Rumpus in the hallway. Vinnie dashes into my office, tablet in hand and trailing paper napkins. “Sy! Sy! I figured it out!”
“Great! What did you figure out?”
“You know they talk about light and radio being electromagnetic waves, but I got to wondering. Radio antennas don’t got magnets so where does the magnetic part come in?”
“19th-Century physicists struggled with that question until Maxwell published his famous equations. What’s your answer?”
“Well, you know me — I don’t do equations, I do pictures. I saw a TV program about electricity. Some Danish scientist named Hans Christian Anderson—”
“Ørsted.”
“Whoever. Anyway, he found that magnetism happens when an electric current starts or stops. That’s what gave me my idea. We got electrons, right, but no magnetrons, right?”

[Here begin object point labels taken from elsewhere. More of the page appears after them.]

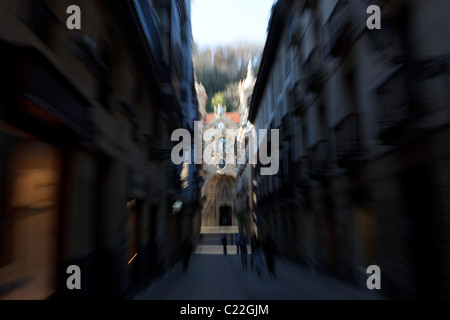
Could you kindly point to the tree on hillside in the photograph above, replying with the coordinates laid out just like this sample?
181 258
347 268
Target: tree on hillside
221 69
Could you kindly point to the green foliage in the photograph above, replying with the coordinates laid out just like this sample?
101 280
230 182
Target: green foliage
217 99
221 69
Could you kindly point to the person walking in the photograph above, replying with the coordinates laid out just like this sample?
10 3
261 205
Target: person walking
224 244
238 244
257 258
269 252
244 251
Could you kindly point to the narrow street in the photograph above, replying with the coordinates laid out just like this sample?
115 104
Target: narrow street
214 276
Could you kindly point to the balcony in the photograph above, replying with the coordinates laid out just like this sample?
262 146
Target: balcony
315 75
396 105
319 159
339 28
347 139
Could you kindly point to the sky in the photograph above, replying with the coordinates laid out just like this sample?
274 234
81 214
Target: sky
223 22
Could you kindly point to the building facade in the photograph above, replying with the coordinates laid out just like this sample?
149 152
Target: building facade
86 177
364 131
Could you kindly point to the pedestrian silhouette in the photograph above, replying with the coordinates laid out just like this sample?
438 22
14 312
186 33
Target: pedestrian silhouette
186 251
238 244
224 244
269 252
257 257
243 244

“Mmm, your microwave oven has a vacuum tube called a magnetron in it.”
“C’mon, Sy, you know what I mean. We got no whatchacallit, ‘fundamental particle’ of magnetism like we got with electrons and electricity.”
“I’ll give you that. Physicists have searched hard for evidence of magnetic monopoles — no successes so far. So why’s that important to you?”
“It told me that the magnetism stuff has to come from what electrons do. And that’s when I came up with this drawing.” <He shoves a paper napkin at me.> “See, the three balls are electrons and they’re all negative-negative pushing against each other only I’m just paying attention to what the red one’s doing to the other two. Got that?”
“Sure. The arrow means the red electron is traveling upward?”
“Yeah. Now what’s that moving gonna do to the other two?”
“Well, the red’s getting closer to the yellow. That increases the repulsive force yellow feels so it’ll move upward to stay away.”
“Uh-huh. And the force on blue gets less so that one’s free to move upward, too. Now pretend that the red one starts moving downward.”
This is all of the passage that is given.